Brexit for lorry drivers means they will need a Kent Access Passport (KAP) to join anticipated 7000-long tailbacks for cross Channel ferries.
Michael Gove has confirmed that a ‘de facto’ Brexit border is to be introduced for lorry drivers entering Kent to travel on to the EU. The minister for the Cabinet Office and chancellor of the duchy of Lancaster told the Commons that lorry drivers would need a “Kent access permit” to get into the county from 1 January with “police and ANPR cameras [automatic number plate recognition]” to help in enforcing the system.
It seems like the government is already threatening to break international law over an agreement it signed with the EU to have an effective customs border between Northern Ireland and the UK mainland. With just over 100 days to go before the Brexit transition period comes to an end Gove confirmed to the Commons that queues of up to 7000 trucks at the Kent ports were possible if hauliers fail to prepare for customs changes.
Industry leaders have also been concerned. One said it would need physical checks to “weed out” those with a KAP (Kent access permit) and those without, which was a non-starter in their view.
‘Kentxit’ – an Internal border?
Michael Gove hinted at what could become an ‘internal border’ in a bizarre twist to Britain’s withdrawal from the EU, he wrote to hauliers on Tuesday to warn that if they do not prepare now for Brexit they could face queues of up to 7,000 trucks in Kent, confirming internal cabinet analysis of the potential disruption caused by the UK’s departure from the single market in January. The Road Haulage Association (RHA) chief executive, Richard Burnett, said the industry “already knows” there will be queues in Kent as it had been pressing the government to take action for months.

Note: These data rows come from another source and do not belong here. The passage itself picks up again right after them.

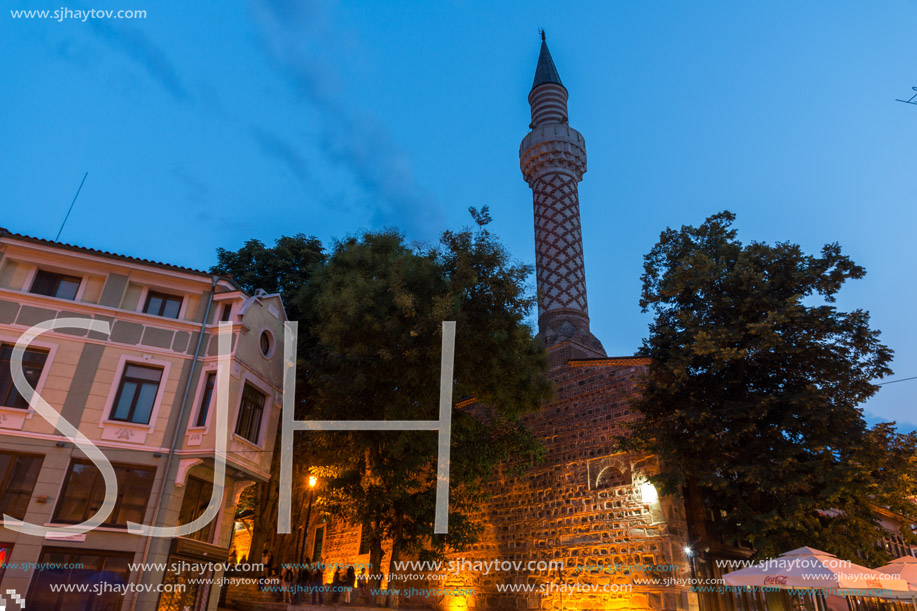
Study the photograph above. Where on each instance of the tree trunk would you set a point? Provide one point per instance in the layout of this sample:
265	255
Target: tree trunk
264	522
695	511
392	599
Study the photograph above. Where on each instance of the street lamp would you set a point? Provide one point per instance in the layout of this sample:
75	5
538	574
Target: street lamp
305	528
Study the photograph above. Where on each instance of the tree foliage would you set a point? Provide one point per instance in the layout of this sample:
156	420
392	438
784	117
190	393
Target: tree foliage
375	314
752	396
371	313
284	268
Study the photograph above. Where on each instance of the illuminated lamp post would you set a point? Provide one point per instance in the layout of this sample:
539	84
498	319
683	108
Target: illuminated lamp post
305	528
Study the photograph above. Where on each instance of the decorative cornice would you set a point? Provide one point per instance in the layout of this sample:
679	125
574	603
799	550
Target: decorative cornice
552	147
620	361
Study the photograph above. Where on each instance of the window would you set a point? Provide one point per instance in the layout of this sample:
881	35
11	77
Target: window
195	501
18	473
56	285
250	410
84	491
206	399
610	477
33	361
5	550
160	304
267	343
136	394
99	568
364	541
318	544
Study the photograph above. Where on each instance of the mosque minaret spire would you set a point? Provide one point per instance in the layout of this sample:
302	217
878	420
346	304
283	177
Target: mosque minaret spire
553	160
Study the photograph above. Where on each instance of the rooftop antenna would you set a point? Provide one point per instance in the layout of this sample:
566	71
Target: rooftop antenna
80	188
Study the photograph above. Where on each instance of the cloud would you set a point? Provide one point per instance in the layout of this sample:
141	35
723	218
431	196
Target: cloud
144	52
284	152
297	38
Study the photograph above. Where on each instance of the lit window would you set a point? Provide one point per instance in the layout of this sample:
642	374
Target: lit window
18	473
33	361
250	410
160	304
84	492
57	285
194	502
136	394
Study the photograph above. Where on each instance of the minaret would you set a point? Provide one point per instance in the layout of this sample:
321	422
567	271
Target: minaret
553	161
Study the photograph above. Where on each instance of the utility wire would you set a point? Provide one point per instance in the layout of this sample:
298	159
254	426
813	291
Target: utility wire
69	210
893	381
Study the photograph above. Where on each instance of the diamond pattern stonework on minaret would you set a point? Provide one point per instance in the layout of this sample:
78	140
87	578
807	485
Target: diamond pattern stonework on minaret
553	160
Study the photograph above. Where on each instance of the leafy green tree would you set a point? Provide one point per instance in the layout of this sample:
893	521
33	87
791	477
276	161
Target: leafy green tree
751	400
375	314
284	268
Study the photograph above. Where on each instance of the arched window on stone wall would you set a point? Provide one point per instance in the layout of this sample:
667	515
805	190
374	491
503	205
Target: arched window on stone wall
610	477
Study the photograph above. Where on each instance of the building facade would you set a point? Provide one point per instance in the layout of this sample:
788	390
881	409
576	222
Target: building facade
145	394
588	507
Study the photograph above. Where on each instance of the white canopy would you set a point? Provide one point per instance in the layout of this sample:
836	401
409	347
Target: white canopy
811	568
905	568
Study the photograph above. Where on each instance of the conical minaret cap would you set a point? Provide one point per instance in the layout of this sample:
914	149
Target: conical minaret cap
546	72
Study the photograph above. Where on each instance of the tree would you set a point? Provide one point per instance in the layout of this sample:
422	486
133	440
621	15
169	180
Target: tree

Burnett expressed fury that the government was trying to shift the blame on to the industry. he said, quote: “Mr Gove stresses that it’s essential that traders act now to get ready for new the formalities. We know for a fact that they are only too keen to be ready but how on earth can they prepare when there is still no clarity as to what they need to do?.” Duncan Buchanan, the group’s policy director for England and Wales, said the Kent permits were “useless” and “pointless” as nobody could enforce them.